I am glad you saw it.
---------->well, you know.... since I do a FC I can "see"
"Until recently. I dunno"
I did not say it you did.
---------->SO you are using that as NFC? Tells you how much you know women. That means, I don't agree with that she is doing and I dunno why she is continuing down the path of destruction.
"As a professional who works in and with Divorce Custody issues..... this one scares the hell out of me."
Me too... I am not as worked up about it as you. But I see it.
---------->people have different posting styles. I am not worked up, as you want to perceive. You can not tell the context in which I am writing. You have this Yoda BS writing style going on- I am blunt and to the point and don't play around. I don't speak in third person and I don't play games or toy with people when I am giving advice.
"She is on a path of destruction and with the right attorney in place and the right GAL in place.... she could find herself in one mean ole custody battle if "he" doesn't get his way with her lying under oath."
I think I already said that. Many times. Hence the advise I gave her.
------------>First of, it's advice, not "advise". SO, you want a cookie for saying it? You sound like a child on a playground. I said it first... >whatever<
"Yes, he committed adultery, yes- she's committed adultery. But she now has adultery and step 1 of PAS. (Do you even know what that stands for ole bright one?)"

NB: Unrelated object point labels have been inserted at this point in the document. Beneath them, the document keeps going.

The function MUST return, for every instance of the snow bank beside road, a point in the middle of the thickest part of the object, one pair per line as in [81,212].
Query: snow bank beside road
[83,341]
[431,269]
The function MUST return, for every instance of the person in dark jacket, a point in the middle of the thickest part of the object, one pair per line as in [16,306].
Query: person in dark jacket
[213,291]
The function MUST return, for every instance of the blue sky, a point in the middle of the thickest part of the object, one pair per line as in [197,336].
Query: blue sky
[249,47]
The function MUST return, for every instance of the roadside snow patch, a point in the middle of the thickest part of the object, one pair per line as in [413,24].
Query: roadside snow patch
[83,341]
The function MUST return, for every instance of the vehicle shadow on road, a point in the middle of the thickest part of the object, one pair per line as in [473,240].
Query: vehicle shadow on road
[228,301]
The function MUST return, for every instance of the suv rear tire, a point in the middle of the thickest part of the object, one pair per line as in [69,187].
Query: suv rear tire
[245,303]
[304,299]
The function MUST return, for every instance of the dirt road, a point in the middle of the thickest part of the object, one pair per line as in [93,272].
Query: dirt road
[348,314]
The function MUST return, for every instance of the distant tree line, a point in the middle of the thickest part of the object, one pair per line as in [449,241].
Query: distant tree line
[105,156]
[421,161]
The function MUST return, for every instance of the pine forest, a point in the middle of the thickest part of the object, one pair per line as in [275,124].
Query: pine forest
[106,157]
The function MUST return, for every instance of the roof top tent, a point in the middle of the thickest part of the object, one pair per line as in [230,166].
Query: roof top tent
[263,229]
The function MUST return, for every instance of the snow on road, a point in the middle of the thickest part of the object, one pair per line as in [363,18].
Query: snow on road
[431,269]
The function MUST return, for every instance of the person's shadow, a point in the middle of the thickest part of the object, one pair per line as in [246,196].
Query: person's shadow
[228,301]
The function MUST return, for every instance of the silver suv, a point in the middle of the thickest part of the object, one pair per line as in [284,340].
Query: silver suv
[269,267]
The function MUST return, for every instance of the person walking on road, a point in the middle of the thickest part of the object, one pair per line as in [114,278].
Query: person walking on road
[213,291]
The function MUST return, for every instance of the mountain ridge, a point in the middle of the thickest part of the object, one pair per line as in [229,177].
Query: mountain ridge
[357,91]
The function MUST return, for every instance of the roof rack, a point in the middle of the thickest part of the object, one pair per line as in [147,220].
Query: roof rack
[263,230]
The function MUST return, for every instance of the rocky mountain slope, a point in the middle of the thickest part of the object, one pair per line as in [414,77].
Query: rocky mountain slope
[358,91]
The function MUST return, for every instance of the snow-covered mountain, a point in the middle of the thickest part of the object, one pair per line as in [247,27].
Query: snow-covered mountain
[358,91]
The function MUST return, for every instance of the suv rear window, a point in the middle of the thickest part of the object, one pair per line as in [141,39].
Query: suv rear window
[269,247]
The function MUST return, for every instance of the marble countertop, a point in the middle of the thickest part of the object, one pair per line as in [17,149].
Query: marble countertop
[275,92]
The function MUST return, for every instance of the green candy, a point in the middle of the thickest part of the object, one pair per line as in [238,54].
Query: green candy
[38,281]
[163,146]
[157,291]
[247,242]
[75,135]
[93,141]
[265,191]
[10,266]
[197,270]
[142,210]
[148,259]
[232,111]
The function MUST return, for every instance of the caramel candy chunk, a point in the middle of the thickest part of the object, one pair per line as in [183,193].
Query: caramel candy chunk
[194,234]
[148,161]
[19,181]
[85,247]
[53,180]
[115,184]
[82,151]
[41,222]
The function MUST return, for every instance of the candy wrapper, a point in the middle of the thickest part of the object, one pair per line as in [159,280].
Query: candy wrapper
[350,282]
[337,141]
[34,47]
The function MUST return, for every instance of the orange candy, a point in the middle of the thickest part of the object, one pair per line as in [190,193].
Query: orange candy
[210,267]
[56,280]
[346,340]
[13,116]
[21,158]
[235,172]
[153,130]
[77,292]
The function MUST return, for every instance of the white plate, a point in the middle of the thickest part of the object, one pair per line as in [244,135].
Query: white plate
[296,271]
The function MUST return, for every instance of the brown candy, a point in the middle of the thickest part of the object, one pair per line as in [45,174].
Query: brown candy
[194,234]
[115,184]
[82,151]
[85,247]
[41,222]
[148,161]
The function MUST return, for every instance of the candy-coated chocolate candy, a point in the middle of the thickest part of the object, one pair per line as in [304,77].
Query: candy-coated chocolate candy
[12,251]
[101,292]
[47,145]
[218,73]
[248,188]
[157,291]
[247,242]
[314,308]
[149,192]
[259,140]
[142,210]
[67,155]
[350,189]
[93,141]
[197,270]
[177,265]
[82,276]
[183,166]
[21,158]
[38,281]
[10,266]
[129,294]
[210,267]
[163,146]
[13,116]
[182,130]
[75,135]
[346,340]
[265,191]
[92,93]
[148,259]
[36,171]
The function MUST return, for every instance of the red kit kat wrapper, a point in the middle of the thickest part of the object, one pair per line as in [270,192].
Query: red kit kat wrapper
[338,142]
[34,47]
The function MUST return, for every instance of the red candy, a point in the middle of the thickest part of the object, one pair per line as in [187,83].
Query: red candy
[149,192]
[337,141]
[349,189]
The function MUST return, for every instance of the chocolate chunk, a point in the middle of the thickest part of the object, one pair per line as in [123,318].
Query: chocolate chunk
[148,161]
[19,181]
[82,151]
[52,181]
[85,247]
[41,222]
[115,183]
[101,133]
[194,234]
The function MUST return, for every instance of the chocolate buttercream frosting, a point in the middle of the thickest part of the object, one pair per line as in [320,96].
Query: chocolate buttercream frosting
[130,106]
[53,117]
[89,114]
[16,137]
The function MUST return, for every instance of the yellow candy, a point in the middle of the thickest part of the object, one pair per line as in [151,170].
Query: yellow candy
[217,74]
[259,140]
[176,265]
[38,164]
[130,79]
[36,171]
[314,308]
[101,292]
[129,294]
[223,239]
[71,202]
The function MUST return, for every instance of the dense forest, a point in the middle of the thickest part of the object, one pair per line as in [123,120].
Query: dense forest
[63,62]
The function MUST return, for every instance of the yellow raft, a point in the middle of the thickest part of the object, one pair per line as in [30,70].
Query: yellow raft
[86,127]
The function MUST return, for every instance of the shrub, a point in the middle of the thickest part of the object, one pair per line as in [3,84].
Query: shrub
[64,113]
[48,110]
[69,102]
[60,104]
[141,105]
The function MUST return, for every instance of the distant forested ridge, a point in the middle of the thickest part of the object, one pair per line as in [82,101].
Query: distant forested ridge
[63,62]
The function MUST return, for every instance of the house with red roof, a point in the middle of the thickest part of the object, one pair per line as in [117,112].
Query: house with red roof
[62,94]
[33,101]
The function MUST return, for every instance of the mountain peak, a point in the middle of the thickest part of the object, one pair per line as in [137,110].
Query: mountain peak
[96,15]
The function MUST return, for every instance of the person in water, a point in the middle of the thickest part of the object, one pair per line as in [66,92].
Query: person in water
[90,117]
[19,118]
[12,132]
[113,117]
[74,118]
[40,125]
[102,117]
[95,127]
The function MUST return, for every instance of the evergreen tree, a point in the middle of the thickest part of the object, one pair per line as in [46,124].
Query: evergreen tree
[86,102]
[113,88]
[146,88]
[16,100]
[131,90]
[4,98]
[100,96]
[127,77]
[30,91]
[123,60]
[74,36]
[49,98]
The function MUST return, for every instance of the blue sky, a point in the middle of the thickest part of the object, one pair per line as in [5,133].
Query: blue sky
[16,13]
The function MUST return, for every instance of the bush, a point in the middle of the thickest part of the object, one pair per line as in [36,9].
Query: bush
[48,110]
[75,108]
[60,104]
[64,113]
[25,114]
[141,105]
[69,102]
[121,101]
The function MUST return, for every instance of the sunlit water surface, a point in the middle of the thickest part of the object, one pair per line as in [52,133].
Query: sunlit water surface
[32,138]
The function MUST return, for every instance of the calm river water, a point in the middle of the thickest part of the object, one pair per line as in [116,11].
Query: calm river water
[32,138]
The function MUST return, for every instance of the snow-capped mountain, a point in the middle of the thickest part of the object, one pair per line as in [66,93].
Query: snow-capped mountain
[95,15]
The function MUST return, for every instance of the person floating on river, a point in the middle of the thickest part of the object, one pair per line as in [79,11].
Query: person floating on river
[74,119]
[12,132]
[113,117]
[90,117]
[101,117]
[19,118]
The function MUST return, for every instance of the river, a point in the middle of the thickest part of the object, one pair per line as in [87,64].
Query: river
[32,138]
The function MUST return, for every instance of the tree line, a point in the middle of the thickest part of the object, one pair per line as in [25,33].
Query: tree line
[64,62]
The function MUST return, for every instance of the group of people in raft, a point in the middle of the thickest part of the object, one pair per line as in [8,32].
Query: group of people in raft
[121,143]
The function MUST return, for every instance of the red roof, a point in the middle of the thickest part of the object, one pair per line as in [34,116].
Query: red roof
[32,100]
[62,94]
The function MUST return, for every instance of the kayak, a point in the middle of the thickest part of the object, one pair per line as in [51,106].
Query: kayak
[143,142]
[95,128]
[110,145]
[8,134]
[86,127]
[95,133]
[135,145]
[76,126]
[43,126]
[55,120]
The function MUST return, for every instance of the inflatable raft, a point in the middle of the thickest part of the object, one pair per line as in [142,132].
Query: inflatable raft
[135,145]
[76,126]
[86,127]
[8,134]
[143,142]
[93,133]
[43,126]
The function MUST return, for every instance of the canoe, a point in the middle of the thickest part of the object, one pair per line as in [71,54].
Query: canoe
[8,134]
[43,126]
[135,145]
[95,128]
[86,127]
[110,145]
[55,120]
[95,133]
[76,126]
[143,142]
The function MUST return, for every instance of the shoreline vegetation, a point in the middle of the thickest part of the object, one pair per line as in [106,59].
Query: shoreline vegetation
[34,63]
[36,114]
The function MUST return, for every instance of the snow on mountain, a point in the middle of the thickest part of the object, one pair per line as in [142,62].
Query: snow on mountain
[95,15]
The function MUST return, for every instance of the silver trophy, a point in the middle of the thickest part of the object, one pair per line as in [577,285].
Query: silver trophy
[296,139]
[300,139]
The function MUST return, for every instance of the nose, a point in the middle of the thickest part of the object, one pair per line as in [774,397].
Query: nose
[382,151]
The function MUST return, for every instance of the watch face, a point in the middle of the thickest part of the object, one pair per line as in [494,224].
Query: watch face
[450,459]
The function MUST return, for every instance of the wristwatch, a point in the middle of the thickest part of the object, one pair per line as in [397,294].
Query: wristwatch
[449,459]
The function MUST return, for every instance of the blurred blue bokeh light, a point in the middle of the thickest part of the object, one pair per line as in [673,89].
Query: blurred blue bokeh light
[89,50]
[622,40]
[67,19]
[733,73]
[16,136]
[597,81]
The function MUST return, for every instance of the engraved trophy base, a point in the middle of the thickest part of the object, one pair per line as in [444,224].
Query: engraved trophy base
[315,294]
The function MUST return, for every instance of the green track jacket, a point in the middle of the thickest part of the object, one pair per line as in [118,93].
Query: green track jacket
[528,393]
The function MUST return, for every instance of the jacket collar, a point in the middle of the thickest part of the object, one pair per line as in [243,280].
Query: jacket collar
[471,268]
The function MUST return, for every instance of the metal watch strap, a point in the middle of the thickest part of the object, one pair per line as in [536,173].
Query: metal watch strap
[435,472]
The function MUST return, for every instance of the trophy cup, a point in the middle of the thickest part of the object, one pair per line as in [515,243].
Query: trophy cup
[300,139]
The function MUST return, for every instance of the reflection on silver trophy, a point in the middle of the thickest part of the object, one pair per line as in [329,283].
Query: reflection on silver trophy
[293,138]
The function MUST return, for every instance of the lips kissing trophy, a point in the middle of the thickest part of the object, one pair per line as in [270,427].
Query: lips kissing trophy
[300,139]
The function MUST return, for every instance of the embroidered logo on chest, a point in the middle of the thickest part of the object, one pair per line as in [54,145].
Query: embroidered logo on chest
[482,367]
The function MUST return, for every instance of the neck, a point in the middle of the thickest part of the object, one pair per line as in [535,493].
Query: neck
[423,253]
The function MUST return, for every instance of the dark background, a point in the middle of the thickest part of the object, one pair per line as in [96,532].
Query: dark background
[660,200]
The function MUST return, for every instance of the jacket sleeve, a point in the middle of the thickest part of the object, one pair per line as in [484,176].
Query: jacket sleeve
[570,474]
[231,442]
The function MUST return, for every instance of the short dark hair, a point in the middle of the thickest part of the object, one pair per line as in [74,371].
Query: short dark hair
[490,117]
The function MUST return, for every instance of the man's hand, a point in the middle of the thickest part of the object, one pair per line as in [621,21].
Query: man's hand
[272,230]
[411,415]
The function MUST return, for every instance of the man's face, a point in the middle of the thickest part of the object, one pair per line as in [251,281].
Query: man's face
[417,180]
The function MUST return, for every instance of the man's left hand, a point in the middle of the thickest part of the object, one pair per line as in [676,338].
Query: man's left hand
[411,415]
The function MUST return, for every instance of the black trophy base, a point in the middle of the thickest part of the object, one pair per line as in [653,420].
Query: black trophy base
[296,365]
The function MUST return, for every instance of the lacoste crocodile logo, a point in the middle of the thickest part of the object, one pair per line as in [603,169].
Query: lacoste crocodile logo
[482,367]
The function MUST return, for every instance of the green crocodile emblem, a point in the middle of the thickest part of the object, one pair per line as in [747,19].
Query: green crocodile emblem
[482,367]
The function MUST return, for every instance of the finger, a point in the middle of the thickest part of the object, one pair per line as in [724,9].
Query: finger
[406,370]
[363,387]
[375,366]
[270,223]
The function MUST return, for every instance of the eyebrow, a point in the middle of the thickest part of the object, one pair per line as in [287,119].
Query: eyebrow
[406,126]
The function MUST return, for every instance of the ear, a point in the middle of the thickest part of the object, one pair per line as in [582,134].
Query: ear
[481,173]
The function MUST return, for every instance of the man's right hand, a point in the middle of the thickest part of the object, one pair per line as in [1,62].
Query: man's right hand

Actually I have already touched on that. Did you want me to go back and link it for you? I can do that.
---------->So you know what PAS is? You must have just touched on it with the with-holding of children because that is HER first offense in PAS. I mostly skip over your post frankly.
"You can continue to give her advice and you can continue to insult me as you wish. But your insults are pathetic and pointless."
Last time I checked you were ignoring me. Guess I got that wrong.
Show me where I insulted you.
---------->You insulted me the first time I posted to her, you were told it was un-acceptable by a Moderator; you further insulted me by following me to MY Thread and again told me I had NFC and again tonight I have NFC... I take those as insults. When you tell a person they have NO F*CKING CLUE you are insulting them. PERIOD.
Every person here is a valuable resource and not ONE person is right or wrong. Just because you don't like my style and just because you don't like the fact I won't or don't back down from you- well get over it buddy. But, when you purposely bring me into a post, insult me to boot- well bring it on. I've dealt with people like you many, many times and you don't scare me and you will find I don't/won't back down.
We can keep this place peaceful if you would just stop insulting my advice or opinion. You can respectfully disagree- I just did that with another poster and said "I disagree and this is why"... but to tell an individual that they have NFC shows that YOU think you are an elitist. BTW, you aren't.
M: 39 H: 40 D: 12 S: 9 Married: 10 years Together: 11 years Dday- March 14th, 2008 Bomb-I don't love you-Easter 2008
Currently-living in same home, slowly working back towards a marriage.